Region-based memory management

This document is an attempt to formalize the memory management design that was proposed in design meeting. If we all agree on this design, it should be used consistently across the codebase, any time a producer passes a value to a consumer, where the consumer needs to be sure the value will remain valid as long as needed.

Note that this only describes the simplest possible version. I can imagine refinements, such as Cotton’s proposal for implementing regions with strictly nested lifetimes using “checkpoints”, which allow a region to free only the memory allocated since a checkpoint. But I don’t see any need to incorporate such refinements in the first pass.

Design

We consider a situation where one entity—the producer—creates a value and gives it to another entity—the consumer. Here, an entity might be a piece of code being generated, a function, an object, whatever level of abstraction is most useful.

The fundamental invariant we must maintain is this: the passed value must be useable for as long as the consumer requires it. For example, the value must not have some memory on which it depends be freed before the consumer is done making use of the value. Likewise, if the value depends on some resource like a file handle, we must ensure that that resource lives as long as the consumer needs the value; however, this proposal doesn’t address non-memory resources.

First, a summary of relevant pieces of the existing region system.

  • A Region is a reference counted shared pointer to a RegionMemory.
  • A RegionMemory is an arena allocator: it can allocate memory, and it can free all the memory it has allocated. It cannot free some of its memory while preserving the rest. All interaction with a RegionMemory is done through a Region handle, and a RegionMemory is freed if and only if the last Region handle to it has been released.
  • A RegionMemory can have any number of “parent” regions. It holds a Region handle to each of its parents. It releases those handles only when it is freed, thus ensuring that the parent regions live at least as long as itself. Region r1 is registered as a parent of region r2 by calling r2.addReferenceTo(r1).

The following simple protocol suffices to enforce the main invariant:

  • The consumer must always pass a destination Region to the producer when requesting a value.
  • The producer must ensure that the value it produces remains valid until the destination region is freed. It can do this by making sure each component of the value is either:
    • constructed in the destination region, or
    • in a new region created by the producer, which the producer has registered as a parent of the destination region.

Note that this leaves some choices to the producer. If the producer needs to create some intermediate values, it could

  1. Create those values in the destination region, which would become junk never to be used.
  2. Create them in a new region which it frees before returning to the consumer.

In 1, we waste memory, while in 2, we perform more allocations. In general, we will want to make use of contextual knowledge to choose between these options.

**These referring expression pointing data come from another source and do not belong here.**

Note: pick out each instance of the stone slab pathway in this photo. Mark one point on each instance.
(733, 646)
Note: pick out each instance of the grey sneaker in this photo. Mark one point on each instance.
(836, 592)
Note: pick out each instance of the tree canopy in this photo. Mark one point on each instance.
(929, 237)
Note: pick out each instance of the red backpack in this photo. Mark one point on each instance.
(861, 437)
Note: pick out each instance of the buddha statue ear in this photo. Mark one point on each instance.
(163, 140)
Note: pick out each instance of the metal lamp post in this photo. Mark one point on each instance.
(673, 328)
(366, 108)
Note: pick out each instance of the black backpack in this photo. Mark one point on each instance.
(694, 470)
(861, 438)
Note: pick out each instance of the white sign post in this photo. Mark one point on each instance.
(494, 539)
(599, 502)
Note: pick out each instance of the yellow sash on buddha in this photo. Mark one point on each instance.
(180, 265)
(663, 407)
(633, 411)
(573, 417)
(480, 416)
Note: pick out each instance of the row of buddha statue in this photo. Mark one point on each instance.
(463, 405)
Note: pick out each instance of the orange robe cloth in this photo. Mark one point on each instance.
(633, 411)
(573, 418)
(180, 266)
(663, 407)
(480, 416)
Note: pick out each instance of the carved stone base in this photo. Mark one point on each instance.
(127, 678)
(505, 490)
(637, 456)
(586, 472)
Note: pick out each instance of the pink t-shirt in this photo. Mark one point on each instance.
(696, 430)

For example, when filtering rows of a table, we probably want to free each filtered row before building the next row, but when filtering an array, we might be okay with putting all the values, filtered or not, in one region.

In the current model (as I understand it), we make this decision by saying “each row of a table is built in a single region, along with all intermediate values”. We can keep this same behavior by introducing a new IR node SingleRegion (better names welcome), and by modifying the earlier protocol to require the consumer to pass a flag singleRegion to the producer. Then all IR nodes except SingleRegion propagate the flag from their parent to their children, we set singleRegion = false at the root of the IR, and SingleRegion always passes singleRegion = true to its children.

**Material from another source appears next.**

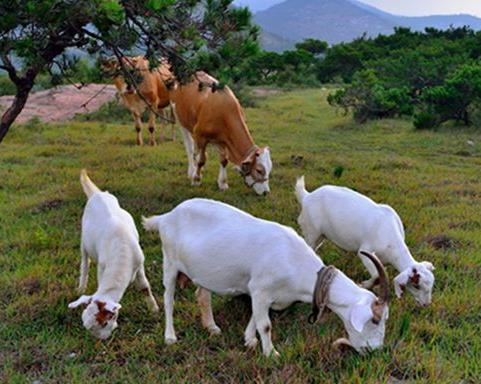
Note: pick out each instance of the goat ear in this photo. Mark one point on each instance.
(360, 315)
(400, 282)
(80, 301)
(428, 265)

Alternatively, instead of a flag, if we enforce that the only way for a producer to create a new region is through the destination region, then SingleRegion can enforce that its children use a single region by passing a Region for which requesting a new region always returns itself.

This would allow us to easily experiment with different points along the spectrum between “more time allocating” and “higher memory usage” by making localized changes in the table lowerer.

1 Like

I believe you meant RegionPool in your second bullet point.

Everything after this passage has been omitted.